1. Technical Field
This disclosure relates to the fabrication of magnetic read/write heads that record at high data rates. More particularly, it relates to such a structure that incorporates a main writing pole that is activated inductively by a vertical coil.
2. Description
With growing demands for cloud storage and cloud-based network computing applications, high and ultra-high data rate recording becomes important for high-end disk drive applications. It is essential to design perpendicular magnetic recording (PMR) writers that can achieve such optimum high data rate performance.
Referring to FIG. 1, there is shown schematically a vertical (x-direction) cross-sectional view (x-z plane) of a PMR writer with a pancake (flat) coil design. The ABS plane of the writer (1) is the x-y plane. The plane of the pancake coil is the y-z plane. The y-axis is the cross-track direction and the x-axis is the down-track direction.
The PMR writer includes a main pole (4), denoted MP, with a small surface area at its tip, which emerges at the ABS plane (1). A trailing shield (6), also denoted PP3, serves to channel the flux that emerges from the main pole and passes through the recording medium back through the writer to complete the induced flux loop. The MP and the PP3 are connected together by a yoke (5), denoted TY. The PP3 is also coupled at its ABS end to a write shield (7), which we will denote as WS, to enhance the flux intensity and shield other portions of the writer from its flux. The magnetic flux that emerges from the MP (4) is generated by a driving coil (3a & 3b). The driving coil is shown in cross-section as three rectangles (3a) on the ABS side of the TY and three rectangles (3b) on the opposite side of the TY. These rectangles are the plane cross-sections through the coil.
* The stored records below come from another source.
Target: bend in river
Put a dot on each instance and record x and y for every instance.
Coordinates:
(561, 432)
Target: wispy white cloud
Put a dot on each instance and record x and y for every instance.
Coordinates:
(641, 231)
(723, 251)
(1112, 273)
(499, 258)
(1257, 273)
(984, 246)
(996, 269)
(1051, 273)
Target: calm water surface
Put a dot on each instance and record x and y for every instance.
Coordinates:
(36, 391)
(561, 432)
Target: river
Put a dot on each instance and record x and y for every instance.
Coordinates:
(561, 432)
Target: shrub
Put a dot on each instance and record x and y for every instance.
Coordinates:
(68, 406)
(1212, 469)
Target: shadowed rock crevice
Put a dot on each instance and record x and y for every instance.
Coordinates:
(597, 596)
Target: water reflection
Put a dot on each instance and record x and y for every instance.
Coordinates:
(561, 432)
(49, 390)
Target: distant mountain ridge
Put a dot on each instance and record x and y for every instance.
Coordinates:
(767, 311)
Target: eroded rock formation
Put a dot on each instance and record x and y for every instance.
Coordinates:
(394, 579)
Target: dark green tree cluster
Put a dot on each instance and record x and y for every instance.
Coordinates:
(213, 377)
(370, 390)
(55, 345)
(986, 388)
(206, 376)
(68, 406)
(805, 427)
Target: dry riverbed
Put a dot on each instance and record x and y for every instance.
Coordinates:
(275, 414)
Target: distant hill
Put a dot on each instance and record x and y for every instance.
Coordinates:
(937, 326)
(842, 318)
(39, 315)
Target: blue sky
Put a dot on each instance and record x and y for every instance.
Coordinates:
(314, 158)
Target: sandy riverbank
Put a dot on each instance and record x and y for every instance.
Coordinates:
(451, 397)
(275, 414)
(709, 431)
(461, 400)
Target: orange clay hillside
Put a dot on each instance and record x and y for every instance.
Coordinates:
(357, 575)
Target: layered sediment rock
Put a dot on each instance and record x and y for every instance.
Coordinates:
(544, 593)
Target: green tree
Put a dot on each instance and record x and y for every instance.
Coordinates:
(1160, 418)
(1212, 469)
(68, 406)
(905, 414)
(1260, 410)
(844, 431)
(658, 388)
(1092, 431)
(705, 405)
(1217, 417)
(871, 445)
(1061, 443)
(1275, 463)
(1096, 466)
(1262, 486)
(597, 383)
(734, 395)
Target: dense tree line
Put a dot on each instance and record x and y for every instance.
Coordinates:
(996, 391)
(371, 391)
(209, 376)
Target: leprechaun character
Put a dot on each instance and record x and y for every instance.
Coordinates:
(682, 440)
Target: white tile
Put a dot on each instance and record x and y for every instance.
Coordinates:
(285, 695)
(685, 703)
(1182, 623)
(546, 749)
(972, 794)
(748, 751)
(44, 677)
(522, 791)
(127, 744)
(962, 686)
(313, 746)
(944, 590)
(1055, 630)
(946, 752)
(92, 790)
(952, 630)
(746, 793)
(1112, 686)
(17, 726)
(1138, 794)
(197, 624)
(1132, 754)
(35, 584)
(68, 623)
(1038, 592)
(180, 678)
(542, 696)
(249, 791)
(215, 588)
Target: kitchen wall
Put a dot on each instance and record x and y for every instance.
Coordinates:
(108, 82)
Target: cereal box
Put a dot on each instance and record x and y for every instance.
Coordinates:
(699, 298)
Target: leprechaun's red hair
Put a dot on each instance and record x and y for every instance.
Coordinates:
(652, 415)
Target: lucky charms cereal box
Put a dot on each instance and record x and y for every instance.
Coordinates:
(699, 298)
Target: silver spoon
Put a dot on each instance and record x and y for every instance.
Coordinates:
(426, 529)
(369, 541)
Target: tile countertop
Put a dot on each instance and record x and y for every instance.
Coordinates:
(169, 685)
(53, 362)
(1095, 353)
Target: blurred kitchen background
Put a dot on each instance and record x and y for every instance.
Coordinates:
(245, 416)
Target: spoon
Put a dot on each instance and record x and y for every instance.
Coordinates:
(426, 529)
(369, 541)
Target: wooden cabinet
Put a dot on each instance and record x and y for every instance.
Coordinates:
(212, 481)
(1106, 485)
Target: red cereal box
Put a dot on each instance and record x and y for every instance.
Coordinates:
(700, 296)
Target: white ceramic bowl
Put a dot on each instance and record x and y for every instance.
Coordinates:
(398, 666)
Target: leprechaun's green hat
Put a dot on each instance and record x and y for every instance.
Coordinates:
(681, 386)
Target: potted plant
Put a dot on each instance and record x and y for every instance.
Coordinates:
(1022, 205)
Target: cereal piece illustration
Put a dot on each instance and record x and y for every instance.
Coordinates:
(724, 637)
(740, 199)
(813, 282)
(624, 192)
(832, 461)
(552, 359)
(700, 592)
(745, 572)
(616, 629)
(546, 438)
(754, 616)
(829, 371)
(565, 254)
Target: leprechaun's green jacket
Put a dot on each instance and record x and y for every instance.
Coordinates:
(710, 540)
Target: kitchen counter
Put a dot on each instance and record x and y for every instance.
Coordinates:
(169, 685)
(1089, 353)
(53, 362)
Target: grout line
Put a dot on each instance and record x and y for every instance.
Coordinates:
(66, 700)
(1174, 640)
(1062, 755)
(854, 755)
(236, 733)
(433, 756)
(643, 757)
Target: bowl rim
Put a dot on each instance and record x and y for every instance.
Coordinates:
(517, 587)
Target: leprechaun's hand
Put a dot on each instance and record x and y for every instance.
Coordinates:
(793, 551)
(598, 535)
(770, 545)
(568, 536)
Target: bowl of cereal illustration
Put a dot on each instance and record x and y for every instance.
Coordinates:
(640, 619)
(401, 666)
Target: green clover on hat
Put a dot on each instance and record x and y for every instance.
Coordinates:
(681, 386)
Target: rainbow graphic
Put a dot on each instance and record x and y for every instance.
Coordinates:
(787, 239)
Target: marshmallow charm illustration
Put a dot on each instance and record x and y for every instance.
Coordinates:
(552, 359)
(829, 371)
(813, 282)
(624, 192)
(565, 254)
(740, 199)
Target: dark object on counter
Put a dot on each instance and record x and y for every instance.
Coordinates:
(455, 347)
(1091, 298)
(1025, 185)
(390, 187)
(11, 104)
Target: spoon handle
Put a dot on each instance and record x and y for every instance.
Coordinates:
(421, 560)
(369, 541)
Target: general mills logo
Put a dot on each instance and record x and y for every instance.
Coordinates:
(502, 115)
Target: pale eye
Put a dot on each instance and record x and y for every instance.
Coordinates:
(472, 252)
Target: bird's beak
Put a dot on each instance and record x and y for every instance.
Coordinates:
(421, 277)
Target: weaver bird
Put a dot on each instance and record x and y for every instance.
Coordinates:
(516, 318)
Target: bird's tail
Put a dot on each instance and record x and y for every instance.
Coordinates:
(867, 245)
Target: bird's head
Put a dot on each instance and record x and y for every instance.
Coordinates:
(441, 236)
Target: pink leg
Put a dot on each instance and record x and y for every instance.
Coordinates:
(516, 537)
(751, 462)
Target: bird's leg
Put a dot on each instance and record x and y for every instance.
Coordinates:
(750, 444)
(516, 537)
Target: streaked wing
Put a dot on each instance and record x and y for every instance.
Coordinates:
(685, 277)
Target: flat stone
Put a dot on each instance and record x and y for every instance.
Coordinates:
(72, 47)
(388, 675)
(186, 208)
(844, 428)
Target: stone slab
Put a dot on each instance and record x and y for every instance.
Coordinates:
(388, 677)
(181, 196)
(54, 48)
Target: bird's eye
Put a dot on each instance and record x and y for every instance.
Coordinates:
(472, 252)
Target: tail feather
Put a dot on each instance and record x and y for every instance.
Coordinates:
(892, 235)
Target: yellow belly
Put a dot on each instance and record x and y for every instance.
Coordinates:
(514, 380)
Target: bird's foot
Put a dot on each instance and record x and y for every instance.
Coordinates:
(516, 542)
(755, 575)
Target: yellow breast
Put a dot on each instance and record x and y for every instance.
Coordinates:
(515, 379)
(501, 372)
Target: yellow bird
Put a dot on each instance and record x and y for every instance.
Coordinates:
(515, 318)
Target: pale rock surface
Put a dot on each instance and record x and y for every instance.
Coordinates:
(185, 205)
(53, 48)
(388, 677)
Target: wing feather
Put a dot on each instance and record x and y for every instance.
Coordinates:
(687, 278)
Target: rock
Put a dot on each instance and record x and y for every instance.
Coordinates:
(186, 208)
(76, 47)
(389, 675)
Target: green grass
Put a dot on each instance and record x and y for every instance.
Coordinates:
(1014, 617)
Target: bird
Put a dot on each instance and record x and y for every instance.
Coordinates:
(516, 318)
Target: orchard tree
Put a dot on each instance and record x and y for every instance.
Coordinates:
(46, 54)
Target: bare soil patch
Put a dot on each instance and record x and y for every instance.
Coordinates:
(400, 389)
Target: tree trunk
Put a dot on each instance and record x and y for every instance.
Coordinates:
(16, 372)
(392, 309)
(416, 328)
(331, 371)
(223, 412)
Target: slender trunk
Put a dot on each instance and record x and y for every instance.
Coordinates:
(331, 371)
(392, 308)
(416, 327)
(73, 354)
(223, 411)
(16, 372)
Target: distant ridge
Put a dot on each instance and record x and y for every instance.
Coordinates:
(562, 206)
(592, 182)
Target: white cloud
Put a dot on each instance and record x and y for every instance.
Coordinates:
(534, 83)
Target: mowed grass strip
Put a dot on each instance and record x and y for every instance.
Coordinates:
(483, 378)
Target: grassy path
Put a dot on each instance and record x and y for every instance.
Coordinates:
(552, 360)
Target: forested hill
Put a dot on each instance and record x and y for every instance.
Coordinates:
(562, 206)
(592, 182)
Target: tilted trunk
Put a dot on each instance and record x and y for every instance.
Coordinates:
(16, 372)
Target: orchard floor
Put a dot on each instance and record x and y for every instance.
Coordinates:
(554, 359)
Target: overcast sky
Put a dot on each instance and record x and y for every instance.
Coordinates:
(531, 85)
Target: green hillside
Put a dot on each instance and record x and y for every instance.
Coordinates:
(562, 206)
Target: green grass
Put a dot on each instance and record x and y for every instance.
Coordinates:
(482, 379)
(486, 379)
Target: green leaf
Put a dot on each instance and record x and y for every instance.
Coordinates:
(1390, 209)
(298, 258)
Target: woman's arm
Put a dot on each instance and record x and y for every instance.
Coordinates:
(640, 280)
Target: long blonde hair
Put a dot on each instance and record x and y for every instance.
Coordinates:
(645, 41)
The driving coil is a horizontal, planar spiral, i.e., a “pancake,” with its continuous coil turns being wound about the TY. A bucking coil (2a & 2b), is like a mirror image of the driving coil and is formed beneath the driving coil The driving coil is wound in series with the bucking coil, but is wound in an opposite direction, and the two coils are connected through a connector (8). The purpose of the bucking coil is to minimize the inductive coupling between the current in the coils and PP3. The yoke length of the writer configuration is defined as the distance from the ABS (1) to point A, which is at the inner corner where PP3 (6) joins the TY (5).
Referring next to FIG. 2, there is shown a schematic illustration, in a top view (y-z plane), of the spiral configuration that forms either (3a) and (3b) of FIG. 1. Note that the spiral turns are narrow and compressed at the ABS end (3a), so they can fit within the confines of the writer that is defined by the yoke length. The configuration is denoted as having 3+3 turns, (3+3)T, to indicate the three turns of the driving coil and the three turns of the bucking coil.
For a write head to operate at high speed, three issues must be addressed: intrinsic yoke flux response; write current response and magnetization current response. Short yoke length (SYL) and narrow main pole and yoke width have been identified as key dimensions for improved data rate performance because they can reduce eddy current damping and improve intrinsic yoke flux response. As yoke length is reduced, coil height and width must shrink in order to fit into the reduced available space. As a result of this reduction in coil size, the coil resistance increases. High coil resistance is not desirable as Joule heating of the coil by the write current (Iw) may induce large write pole tip protrusion (IwPTP) caused by thermal expansion. As writing frequency increases, Joule heating also increases in proportion to the frequency. The challenge then becomes: how to reduce coil resistance without any penalty to high data rate performance, or to even gain high data rate performance. These issues have been addressed in various ways by Khizroev et al (U.S. Pat. No. 6,876,518), Wang et al. (U.S. Pat. No. 7,102,854), Shukh et al. (U.S. Pat. No. 6,477,007), Golgolab et al. (U.S. Pat. No. 7,505,231), Huang et al. (U.S. Pat. No. 8,081,401). Additional background material is found in J. Jury et al. “Design of a single turn microstrip write head for ultra-high data rate recording” IEEE Trans. On Magnetics, Vol. 35, No. 5, September 1999. However the approaches advocated in these teachings do not deal with the challenges in the manner to be discussed herein nor do they obtain results that offer such significant improvements.